Mantan atlet tim nasional seluncur indah Kim Yuna bertransformasi menjadi balerina untuk pertama kalinya dalam 12 tahun sejak pensiun, kembali menegaskan kehadirannya yang luar biasa.

Pada 6 April, di kanal YouTube Google Korea dirilis video kampanye 'Our Queen is Back' yang menafsirkan ulang program pendek andalannya, Danse Macabre, dalam bentuk balet, bersamaan dengan versi penuh penampilan dan konten behind-the-scenes. Proyek ini disutradarai oleh Shin Woo-seok dari rumah produksi iklan Dolphin Kidnappers, sementara AI generatif Gemini dari Google dimanfaatkan di sepanjang proses produksi.

Dalam video, Kim Yuna menguasai panggung dengan gerak yang tertata dan ekspresi mendalam. Meski sudah lama meninggalkan es, keseimbangan yang tak tergoyahkan, kelenturan gerak, dan garis otot yang terpahat membuatnya tetap pantas disebut legenda. Khususnya, momen ketika maestro balet Kang Sue-jin yang duduk di bangku penonton tersenyum dinilai sebagai simbol dari tingkat penyelesaian proyek ini.

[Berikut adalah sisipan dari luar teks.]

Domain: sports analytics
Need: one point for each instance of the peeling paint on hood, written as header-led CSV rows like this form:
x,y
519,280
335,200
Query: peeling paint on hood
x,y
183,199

Kim Yuna berkata, "Saya hampir 20 tahun berkarier di figure skating, tetapi setelah 12 tahun pensiun, sekarang rasanya tubuh saya sudah hampir seperti orang biasa," ujarnya rendah hati. Ia menambahkan, "Figure skating dan balet adalah ranah yang benar-benar berbeda, jadi ada beban tersendiri. Namun saya berharap lewat upaya terbaik saya, kalian bisa teringat masa saya masih aktif bertanding."

Video yang dirilis itu meraih jumlah penayangan tinggi dalam waktu singkat dan menuai respons panas. Menyikapi pernyataan Kim Yuna tentang 'hampir orang biasa', warganet berkomentar beragam, dari "Bagaimana mungkin tubuh seperti itu disebut orang biasa", "Standarnya terlalu tinggi" hingga pujian seperti "Sang ratu tetap sempurna".

Karya ini bermakna lebih dari sekadar penampilan karena juga menghadirkan perpaduan teknologi dan seni. AI digunakan di seluruh proses—dari penyusunan koreografi dan alur gerak di panggung, tata panggung, hingga desain kostum—dan para ahli di tiap bidang menambahkan tafsir kreatif mereka berdasarkan itu. Kang Sue-jin ikut meninjau koreografi untuk meningkatkan kualitas akhir, sementara Kim Yuna juga merujuk pada analisis AI selama latihan untuk menyempurnakan detail gerak.

Sementara itu, setelah pensiun Kim Yuna menikah pada 2022 dengan Go Woo-rim, anggota grup vokal crossover kuartet pria Forestella.